Parts II, III & ACS Projects

These are some Part II, Part III and ACS project ideas that I've put together. The groupings are only loose and many of the projects could be adapted to suit any course stage. Please contact me for more information. At the end there are a list of successful projects that have been done in the recent past, to help seed ideas.

If you have your own ideas for a project that you'd like to do with me, then it would be great to hear them so please also get in touch. I'm interested in advising anybody wanting to do a project in computer architecture or compilers.

Many people implement compilers, but think a bit carefully before you do since just writing a compiler isn't necessarily all that difficult. Might you do some optimisations on the way, some sophisticated analysis of some sort, or provide a compiler that for a language / target combination that doesn't yet exist?

Part II Projects

Also, check out the Computer Architecture Group Part II projects page for other ideas. Some of these are replicated there.

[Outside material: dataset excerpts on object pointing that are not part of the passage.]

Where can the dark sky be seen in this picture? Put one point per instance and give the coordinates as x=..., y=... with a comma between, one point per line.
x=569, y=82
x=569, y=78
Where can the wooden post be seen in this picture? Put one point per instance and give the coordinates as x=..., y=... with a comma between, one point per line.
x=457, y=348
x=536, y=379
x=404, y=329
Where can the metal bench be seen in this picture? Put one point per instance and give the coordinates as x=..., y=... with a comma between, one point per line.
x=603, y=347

Address Sanitizer in Cinnamon

Address Sanitizer is a tool to detect buffer overflows in program code through compiler support. The compiler inserts extra instructions that manage a shadow memory indicating areas that contain application data and those that do not, then other instructions to check addresses that are loaded from or stored to. It would be great to provide this functionality to all applications, even if we don't have compiler support. Cinnamon is a domain-specific language for binary profiling and monitoring, which should be ideal for implementing this kind of tool. However, Cinnamon lacks support for pointers and other data structures, so the aim of this project would be to implement this functionality and write Address Sanitizer in it. Extensions could be to optimise the performance of the implementation through addtional analysis, and to implement other types of sanitizer, such as those mentioned on the Wikipedia page. This project touches on programming language design, compilers and binary modification.

Vector runahead

This project was performed in 2022/23 but there is scope for it to be attempted again in a different way.

To address the widening performance gap between CPU cores and main memories, designers have implemented prefetchers into various levels of the cache hierarchy, so as to bring data close to the processor before it is needed, meaning it is available in fast storage at the point of use. There are a wide variety of data prefetchers available, but few that can accurately identify data that is accessed through complex data structures.

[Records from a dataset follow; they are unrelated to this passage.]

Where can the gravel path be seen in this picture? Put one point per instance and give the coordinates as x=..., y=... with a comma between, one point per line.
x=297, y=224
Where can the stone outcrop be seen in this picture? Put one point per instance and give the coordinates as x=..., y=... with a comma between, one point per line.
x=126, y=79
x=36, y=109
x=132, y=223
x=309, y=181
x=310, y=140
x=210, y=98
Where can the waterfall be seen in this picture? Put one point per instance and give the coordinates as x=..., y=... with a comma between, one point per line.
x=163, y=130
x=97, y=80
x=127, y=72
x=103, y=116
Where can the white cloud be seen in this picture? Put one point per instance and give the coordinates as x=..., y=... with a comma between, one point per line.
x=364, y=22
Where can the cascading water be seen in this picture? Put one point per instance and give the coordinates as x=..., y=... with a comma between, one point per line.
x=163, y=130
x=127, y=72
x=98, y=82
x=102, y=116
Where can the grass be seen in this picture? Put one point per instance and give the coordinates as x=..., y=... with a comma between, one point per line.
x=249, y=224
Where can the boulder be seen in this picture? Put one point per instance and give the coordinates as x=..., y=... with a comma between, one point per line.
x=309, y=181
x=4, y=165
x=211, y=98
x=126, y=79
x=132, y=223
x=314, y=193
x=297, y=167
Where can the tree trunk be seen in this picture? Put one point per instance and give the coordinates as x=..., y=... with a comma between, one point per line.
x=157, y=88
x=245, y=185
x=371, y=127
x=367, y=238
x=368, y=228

An alternative scheme is Runahead execution. Here, when the processor is stalled, it continues speculatively fetching an executing instructions from the future so as to perform their memory accesses, then discards them and re-executes them correctly once the pipeline starts up again. This provides an accurate form of prefetching within the core, rather than as separate logic beside the cache. Until recently though, Runahead techniques couldn't deal with complex access logic either. However, a new scheme, called Vector Runahead, can effectively prefetch these access patterns, providing significant performance increases for certain workloads. The aim of this project is to implement Vector Runahead in the gem5 simulator to reproduce the impressive results obtained, with more advanced extensions possible too.

Dynamic binary translator

This is a fairly generic project whereby you could implement a dynamic binary translator from one ISA to another. The idea is that it will read in a binary from one ISA (e.g. x86) and then either interpret each instruction, or actually emit instructions from another ISA (e.g. Arm) for each x86 instruction that it then directly executes. It would probably be best to restrict the project to a subset of x86, or a different source ISA if preferred (e.g. AArch32 to AArch64).

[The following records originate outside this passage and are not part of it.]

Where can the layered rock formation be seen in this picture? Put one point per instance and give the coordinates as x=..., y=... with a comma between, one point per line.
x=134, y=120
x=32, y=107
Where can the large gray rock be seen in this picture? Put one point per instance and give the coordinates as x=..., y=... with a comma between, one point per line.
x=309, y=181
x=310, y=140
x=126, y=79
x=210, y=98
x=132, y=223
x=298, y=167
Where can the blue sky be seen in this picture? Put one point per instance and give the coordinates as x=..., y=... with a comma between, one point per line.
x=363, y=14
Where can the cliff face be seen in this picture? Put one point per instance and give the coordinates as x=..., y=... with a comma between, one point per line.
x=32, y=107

Interpreter or JIT compiler

In a similar vein, why not create an optimised interpreter or JIT compiler from your favourite source language. This could be an established language, such as C or OCaml, or a minimalist language, such as P'' (or a descendent), or an existing bytecode (Java being the obvious choice, but it could be the CPython bytecode or something else). Or feel free to suggest your own.

Part III / ACS Projects

Also, check out the Computer Architecture Group ACS projects page for other ideas. Some of these are replicated there.

Old Projects

Runahead - Part II Project

Runahead is a technique to continue speculatively fetching instructions when a core is stalled, so as to prefetch the data for load instructions into the cache hierarchy. When the stall is resolved, the speculative instructions are discarded and re-executed correctly, with high likelihood of loads hitting in the cache. One project implemented several forms or runahead within the gem5 simulator. A subsequent project implemented Vector Runahead, which is a runahead technique to prefetch complex access patterns, within gem5. Both projects aimed to improve the performance of certain kinds of workload.

Use-After-Free Security Mitigations - Part III Project

This project created an extension to a memory allocator (jemalloc, but the implementation was largely independent of the specific allocator) to keep freed objects in quarantine, preventing them from being reallocated, until a sweep through memory could confirm that no dangling pointers to the objects remained. At that point they could be given back to the allocator to be recycled, thus removing many use-after-free vulnerabilities from applications.

Profile-Driven Data-Layout Optimisations - ACS Project

This project profiled memory accesses made by an application, analysed the objects that were accessed together and rewrote the binary to identify different clusters of objects. A custom memory allocator then dynamically allocated these objects so that those accessed together were placed near each other in memory, increasing spatial locality. This work got published as a paper at CGO 2020.

Language A to B Compiler - Part II Project

Various projects in the past have written compilers from one language to another. For example, Java to JavaScript, Crystal to JavaScript, Haskell to JVM, ML to JVM, Java to WebAssembly, Haskell to WebAssembly.

An Optimising Compiler - Part II Project

Various projects in the past have created optimising compilers. For example, an optimiser for OCaml's bytecode generator.

Binary Alias Analysis - ACS Project

This project wrote an alias analysis pass for Janus, our binary parallelisation tool.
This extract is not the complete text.